Paul Fauconnet : une approche sociologique de la responsabilité. Entretien avec Sacha Lévy-Bruhl

Revue Germinal : Sacha Lévy-Bruhl, vous rééditez aujourd’hui l’ouvrage de Paul Fauconnet, La responsabilité. Étude de sociologie (1920). Pouvez-vous présenter brièvement cet ouvrage et ce sociologue, souvent présenté comme « l’oublié des oubliés » parmi les représentants de l’école française de sociologie ?

Sacha Lévy-Bruhl : Paul Fauconnet faisait effectivement partie de ce que l’on appelle traditionnellement l’école durkheimienne, du nom de son fondateur. Sa particularité tient à ce que son importance dans ce mouvement est inversement proportionnelle à sa reconnaissance contemporaine. Dans la première moitié du XXe siècle, il était vu comme l’un des principaux fondateurs de la discipline sociologique en France, et il peut être considéré, avec Marcel Mauss, comme le plus proche élève de Durkheim. Membre de la revue L’Année sociologique dès sa fondation, il en fut l’un des collaborateurs les plus prolixes, et, après la mort du maître, c’est lui également qui reprendra ses cours à La Sorbonne. Quelques années plus tard, il est nommé dans cette même université à la chaire de sociologie que le décès de Durkheim avait laissé vacante, officialisant ainsi son statut de successeur. On peut donc dire qu’il s’agit d’une figure incontournable dans l’histoire des premiers temps de la sociologie française.

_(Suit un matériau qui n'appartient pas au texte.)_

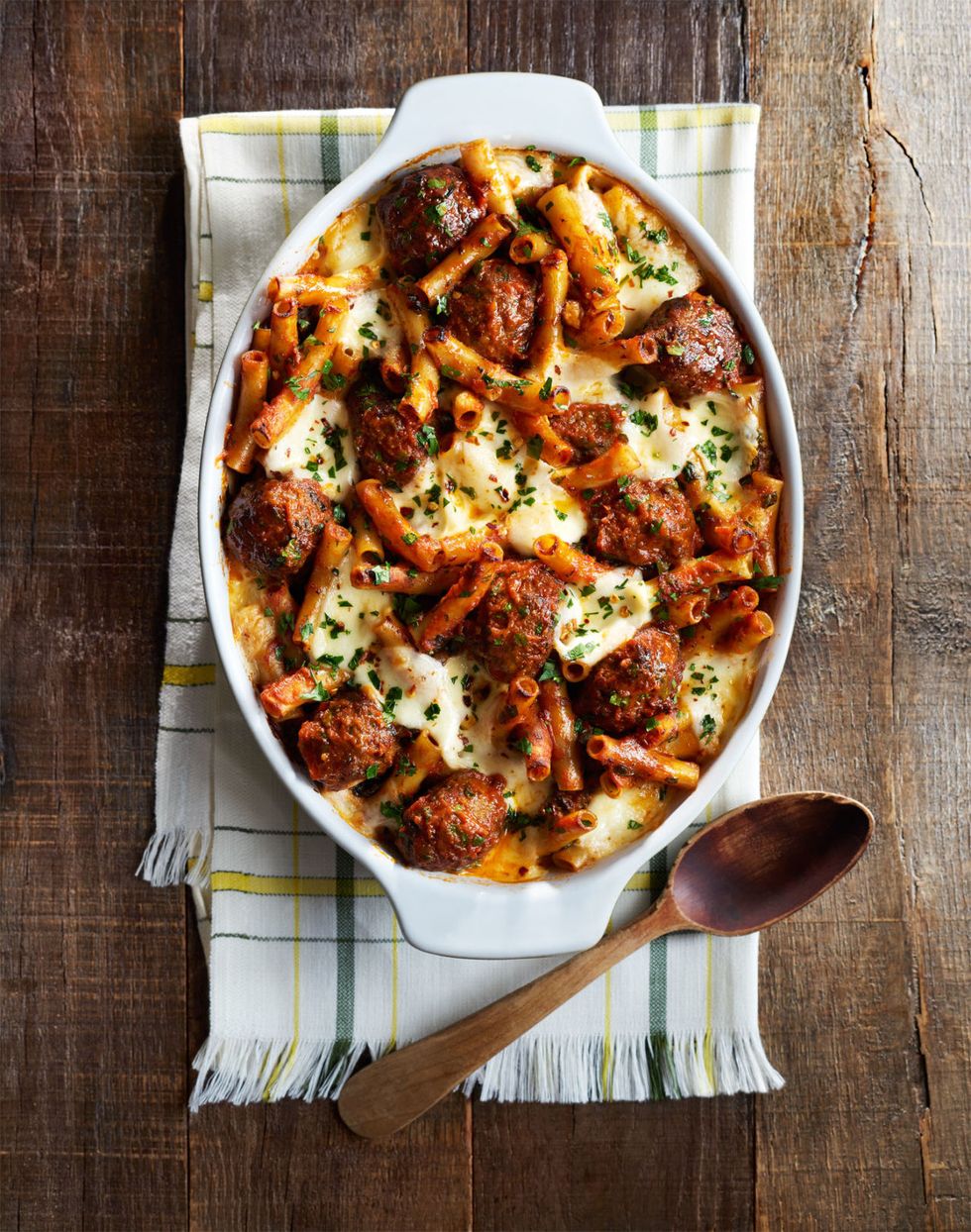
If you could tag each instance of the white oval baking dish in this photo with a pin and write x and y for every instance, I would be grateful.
(445, 914)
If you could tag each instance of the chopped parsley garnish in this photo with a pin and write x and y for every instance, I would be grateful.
(428, 439)
(577, 652)
(655, 237)
(380, 574)
(550, 671)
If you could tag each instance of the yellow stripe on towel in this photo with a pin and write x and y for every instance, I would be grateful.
(188, 674)
(309, 887)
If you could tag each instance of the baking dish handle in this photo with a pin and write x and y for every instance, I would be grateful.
(511, 109)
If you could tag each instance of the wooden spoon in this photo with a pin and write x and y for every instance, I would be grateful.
(747, 870)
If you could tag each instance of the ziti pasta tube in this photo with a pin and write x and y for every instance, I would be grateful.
(254, 374)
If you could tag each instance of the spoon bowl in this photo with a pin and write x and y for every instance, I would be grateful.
(743, 876)
(751, 868)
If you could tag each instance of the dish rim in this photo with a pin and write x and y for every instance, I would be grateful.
(464, 915)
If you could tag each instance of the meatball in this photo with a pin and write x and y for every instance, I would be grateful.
(642, 521)
(425, 213)
(511, 630)
(455, 823)
(385, 440)
(635, 682)
(562, 803)
(348, 740)
(699, 347)
(493, 311)
(274, 525)
(591, 428)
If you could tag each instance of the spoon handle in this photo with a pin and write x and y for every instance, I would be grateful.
(392, 1091)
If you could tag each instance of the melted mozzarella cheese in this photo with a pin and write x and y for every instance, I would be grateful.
(369, 327)
(636, 811)
(348, 620)
(317, 446)
(713, 690)
(524, 180)
(597, 619)
(459, 705)
(488, 473)
(588, 378)
(721, 430)
(655, 262)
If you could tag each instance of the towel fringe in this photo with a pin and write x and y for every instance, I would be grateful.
(251, 1071)
(534, 1070)
(176, 855)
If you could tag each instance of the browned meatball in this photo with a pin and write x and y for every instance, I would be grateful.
(348, 740)
(562, 803)
(455, 823)
(385, 441)
(642, 521)
(638, 680)
(591, 428)
(425, 213)
(511, 630)
(698, 343)
(274, 525)
(493, 311)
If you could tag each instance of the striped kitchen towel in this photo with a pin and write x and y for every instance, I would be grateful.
(308, 970)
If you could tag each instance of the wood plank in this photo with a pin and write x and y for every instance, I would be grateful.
(668, 51)
(921, 146)
(671, 1166)
(324, 54)
(613, 1161)
(94, 1086)
(848, 289)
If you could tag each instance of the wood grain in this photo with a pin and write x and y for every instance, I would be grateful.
(94, 961)
(863, 276)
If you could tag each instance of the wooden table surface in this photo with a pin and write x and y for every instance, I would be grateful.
(863, 225)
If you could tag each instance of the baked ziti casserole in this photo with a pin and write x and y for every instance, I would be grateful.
(501, 515)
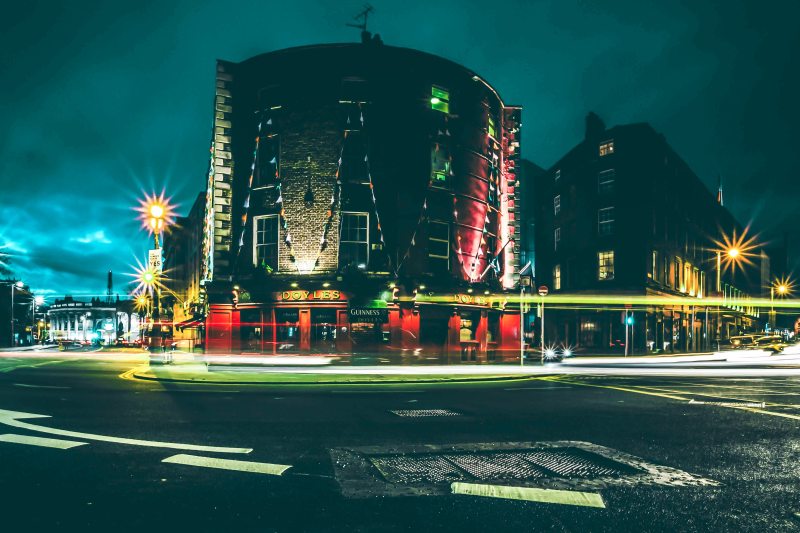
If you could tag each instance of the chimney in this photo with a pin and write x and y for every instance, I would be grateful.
(594, 126)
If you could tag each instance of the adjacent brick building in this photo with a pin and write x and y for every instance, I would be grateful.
(621, 213)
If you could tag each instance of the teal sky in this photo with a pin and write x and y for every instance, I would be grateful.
(103, 101)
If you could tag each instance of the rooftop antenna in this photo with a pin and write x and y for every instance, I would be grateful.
(363, 16)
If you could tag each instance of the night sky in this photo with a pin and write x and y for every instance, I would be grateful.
(103, 101)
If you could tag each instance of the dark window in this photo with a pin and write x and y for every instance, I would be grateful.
(265, 242)
(354, 240)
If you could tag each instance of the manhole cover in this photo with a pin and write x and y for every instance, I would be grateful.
(430, 469)
(419, 413)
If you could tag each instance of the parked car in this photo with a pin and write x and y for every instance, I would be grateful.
(743, 342)
(773, 343)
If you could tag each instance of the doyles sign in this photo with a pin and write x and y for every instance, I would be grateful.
(155, 261)
(299, 296)
(369, 315)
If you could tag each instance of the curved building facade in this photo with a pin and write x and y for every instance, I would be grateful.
(353, 177)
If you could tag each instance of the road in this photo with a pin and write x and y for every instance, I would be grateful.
(687, 453)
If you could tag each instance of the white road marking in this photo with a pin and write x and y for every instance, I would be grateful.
(377, 392)
(228, 464)
(539, 388)
(11, 418)
(39, 386)
(40, 441)
(563, 497)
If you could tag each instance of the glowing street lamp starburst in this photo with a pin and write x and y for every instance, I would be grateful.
(146, 279)
(156, 212)
(737, 251)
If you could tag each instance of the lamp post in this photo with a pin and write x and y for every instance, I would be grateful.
(523, 281)
(15, 285)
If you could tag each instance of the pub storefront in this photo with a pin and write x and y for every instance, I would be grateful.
(451, 328)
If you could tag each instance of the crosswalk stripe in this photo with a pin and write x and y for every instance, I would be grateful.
(40, 441)
(563, 497)
(227, 464)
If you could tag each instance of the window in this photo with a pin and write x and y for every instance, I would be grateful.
(441, 169)
(605, 265)
(440, 99)
(265, 243)
(438, 240)
(492, 128)
(605, 181)
(268, 160)
(354, 240)
(605, 221)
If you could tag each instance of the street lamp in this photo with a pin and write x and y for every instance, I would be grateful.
(16, 285)
(523, 280)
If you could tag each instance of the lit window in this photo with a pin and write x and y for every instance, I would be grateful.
(440, 99)
(265, 244)
(605, 221)
(605, 181)
(605, 265)
(438, 240)
(354, 240)
(440, 167)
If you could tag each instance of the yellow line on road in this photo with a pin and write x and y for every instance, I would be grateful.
(227, 464)
(530, 494)
(679, 398)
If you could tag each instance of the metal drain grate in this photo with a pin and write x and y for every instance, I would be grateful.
(408, 470)
(497, 466)
(429, 469)
(419, 413)
(574, 463)
(487, 466)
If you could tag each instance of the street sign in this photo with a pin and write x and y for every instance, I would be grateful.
(154, 260)
(543, 290)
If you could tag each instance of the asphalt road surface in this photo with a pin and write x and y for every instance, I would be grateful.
(586, 453)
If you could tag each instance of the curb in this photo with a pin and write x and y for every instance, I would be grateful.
(367, 383)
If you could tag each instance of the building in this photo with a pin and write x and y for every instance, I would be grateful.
(360, 197)
(183, 246)
(621, 213)
(17, 310)
(98, 320)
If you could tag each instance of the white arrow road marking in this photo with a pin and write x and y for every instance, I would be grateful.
(11, 418)
(564, 497)
(40, 441)
(228, 464)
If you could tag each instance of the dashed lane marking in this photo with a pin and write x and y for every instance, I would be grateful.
(228, 464)
(40, 441)
(530, 494)
(12, 418)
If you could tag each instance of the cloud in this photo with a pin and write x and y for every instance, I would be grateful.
(98, 236)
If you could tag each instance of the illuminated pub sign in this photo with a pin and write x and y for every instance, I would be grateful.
(470, 299)
(324, 295)
(368, 315)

S’il est pourtant si peu connu aujourd’hui, c’est principalement parce que ses travaux purement académiques sont peu nombreux : ils se résument, pour l’essentiel, à ce seul ouvrage, qui est aussi sa thèse de doctorat. Il l’entame en 1898 sous la direction de Durkheim : elle vise à développer une partie des cours de sociologie du droit pénal que ce dernier avait enseignés à l’université de Bordeaux au début des années 1890, et dont une grande partie a été intégrée au premier livre de La division du travail social. Le reste des manuscrits de ce cours ayant disparu, la thèse de Fauconnet fournit le témoignage le plus complet de ce qu’étaient les conceptions de Durkheim sur la responsabilité pénale. Le choix du sujet indique déjà la place stratégique du jeune auteur car le droit pénal a toujours revêtu, pour Durkheim et ses élèves, un statut spécifique : c’est par l’étude du droit que l’on atteint le cœur de la morale d’une société.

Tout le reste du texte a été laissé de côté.